Ten critical gaps in knowledge about the development of breast cancer must be addressed, including how it evades therapy, according to leading cancer experts.
Projections by Cancer Research UK Show that 185,000 lives will be lost by 2030 at current progress rates in the UK.
A review of evidence by more than 100 scientists, doctors and health care professionals suggests that plugging gaps in research would lead to improved clinical care for patients within 5 years. One of the authors , Prof Alistair Thompson of the University of Dundee said they were beginning to understand some of the greater complexities of what they were dealing with and to unpick some of the mechanisms by which cancer cells work, divide and spread.
The team identified the 10 key gaps that need to be plugged as:
1.Better understanding of genetic factors.
2.Pinpointing sustainable lifestyle changes.
Many studies have shown that overweight and obesity are associated with a modest increase in risk of postmenopausal breast cancer.
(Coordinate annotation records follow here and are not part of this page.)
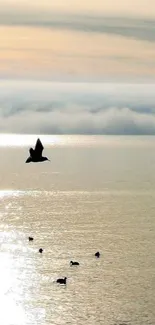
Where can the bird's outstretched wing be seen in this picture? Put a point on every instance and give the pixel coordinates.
(38, 148)
(29, 159)
(31, 151)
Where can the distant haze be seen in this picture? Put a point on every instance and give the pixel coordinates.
(77, 41)
(78, 108)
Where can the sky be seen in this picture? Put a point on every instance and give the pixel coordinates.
(97, 48)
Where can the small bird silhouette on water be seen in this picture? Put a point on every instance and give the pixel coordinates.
(62, 281)
(74, 263)
(30, 238)
(36, 153)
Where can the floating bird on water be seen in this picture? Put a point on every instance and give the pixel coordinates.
(62, 281)
(97, 254)
(30, 238)
(74, 263)
(36, 153)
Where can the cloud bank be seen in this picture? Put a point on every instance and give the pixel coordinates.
(46, 108)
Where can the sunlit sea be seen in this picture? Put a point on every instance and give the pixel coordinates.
(96, 194)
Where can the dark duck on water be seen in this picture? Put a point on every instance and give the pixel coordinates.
(36, 153)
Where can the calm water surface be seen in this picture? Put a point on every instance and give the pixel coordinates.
(98, 193)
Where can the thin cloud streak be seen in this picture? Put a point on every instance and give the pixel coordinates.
(136, 28)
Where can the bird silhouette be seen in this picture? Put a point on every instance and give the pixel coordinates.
(74, 263)
(36, 153)
(30, 238)
(62, 281)
(97, 254)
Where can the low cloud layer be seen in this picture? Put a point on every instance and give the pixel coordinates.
(77, 109)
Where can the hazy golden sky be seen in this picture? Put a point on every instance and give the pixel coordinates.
(75, 40)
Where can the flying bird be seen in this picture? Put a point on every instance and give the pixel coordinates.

The relationship between obesity and breast cancer may be affected by the stage of life in which a woman gains weight and becomes obese. Scientists are actively working to address this question. Weight gain during adult life, most often from about age 18 to between the ages of 50 and 60, has been consistently associated with risk of breast cancer after menopause. (National Cancer Institute at the National Institutes of Health).
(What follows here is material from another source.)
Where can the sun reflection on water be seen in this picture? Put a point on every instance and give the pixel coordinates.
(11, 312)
Professor Paul Wallace, Drinkaware’s Chief Medical Adviser, believes that more people should know that alcohol can increase women’s risk of getting breast cancer. Although alcohol does increase the risk, taken with all the other factors, its contribution to overall causation of breast cancer is estimated to be only about 4%. The advice is that if you do regularly drink it should be within the government’s daily unit guidelines. The government advises that women should not regularly drink more than the daily unit guidelines of 2-3 units of alcohol (equivalent to a 175 ml glass of wine). ‘Regularly’ means drinking every day or most days of the week (drinkaware.co.uk).
3. Targeted breast screening to those who will most benefit.
4. Understanding how cancer cells grow and spread.
5. Understanding how cancer cells with different characteristics form within a tumour.
6. Tests to measure how well patients respond to chemotherapy or radiotherapy.
7. Improving drug regimens.
8. Developing better imaging techniques.
9. Better practical support.
10. Tissue donation and analysis.
New Guidance on HER (Human Epidermal Growth Factor)2 testing in breast cancer:
Approximately 15 % of all newly diagnosed breast cancers have HER2-positive, meaning that the tumours are extra copies of the HER2 gene and/or high levels of the HER2 protein, which controls breast cancer cell growth and spread. HER2-positive tumours usually grow faster compared to HER2-negative tumours.
The purpose of HER2 testing is to identify patients who could benefit from effective HER2-trageted therapies such as trastuzumab (Herceptin). These treatments can substantially improve survival in patients with HER2-positive invasive breast cancer. It is therefore important to accurately determine the HER2 status so patients most likely to benefit are offered targeted treatment. At the same time, those that are unlikely to benefit can avoid side effects and costs associated with those drugs.
The American Society of Clinical Oncology (ASCO) and the College of American Pathologists (CAP) recently issued a joint guideline aimed at improving the accuracy and reporting of HER2 testing in patients with invasive breast cancer. They have also developed clinical tools and resources for oncologists and pathologists that summarise the findings and recommendations.